Eine weitere Szene setzt die Wärmelehre bildhaft um. "Isolierte und von selbst ablaufende Prozesse sind nicht umkehrbar", heißt es da. Denn, so erklärt die Professorin, wenn man zum Beispiel eine Parfümflasche öffnet, so wird sich das Parfüm von selbst überall und in jede Richtung verteilen, egal wo wir auf der Erde sind. Niemand erwartet, dass das Parfüm sich wieder in die Flasche zurückzieht. Das gleiche gilt für Rauch, denn Flüssigkeit und Gase bestehen aus Teilchen.

Wenn die Tänzerinnen nun wie Teilchen zusammenstoßen, driften sie auch wieder auseinander und verteilen sich im Raum. Besonders augenfällig wird es, wenn alle Darsteller ganz in schwarz gekleidet mit kleinen Lämpchen in der Hand durcheinander schwirren und man nur noch die verschwimmenden Lichter wahrnimmt, nicht mehr die Menschen.
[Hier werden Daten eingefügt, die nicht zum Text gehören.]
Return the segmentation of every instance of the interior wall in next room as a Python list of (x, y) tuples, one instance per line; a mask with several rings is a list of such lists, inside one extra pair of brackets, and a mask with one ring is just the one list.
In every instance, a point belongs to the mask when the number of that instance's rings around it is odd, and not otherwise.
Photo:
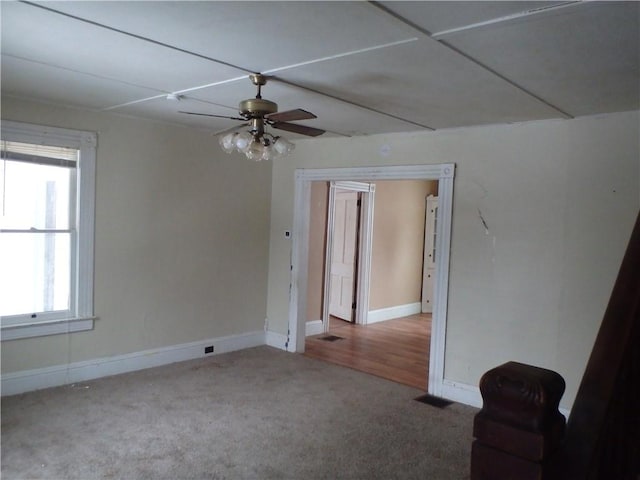
[(376, 182), (369, 310), (420, 302), (426, 198), (435, 180)]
Mit Wärme, hier durch ein farbiges Video angedeutet, bewegen sich die Teilchen schneller, Kälte führt zu weniger Bewegungsenergie. Diese Entdeckung führte unter anderem zur Erfindung der Dampfmaschine, wo der Druck der warmen und damit schnellen Moleküle genutzt wird, um Arbeit anzutreiben.

Der Abend entwickelt eine zunehmende Dynamik, ausgelöst durch immer neue Impulse. Dabei schafft es Sasportes, die Theorien nicht nur in abstrakten Tanz, sondern in äußerst poetische Spielszenen umzusetzen, etwa wenn die Menschen an einem Bahnhof durcheinander eilen, Männer mit Blumen in der Hand vergeblich auf den rechten Moment und die Liebste warten. Denn auch zeitliche Abläufe spielen bei Boltzmanns Theorien eine Rolle.

Und so bietet der Abend ein abwechslungsreiches Spiel auf mehreren Ebenen, das man auch ohne den wissenschaftlichen Unterbau genießen kann.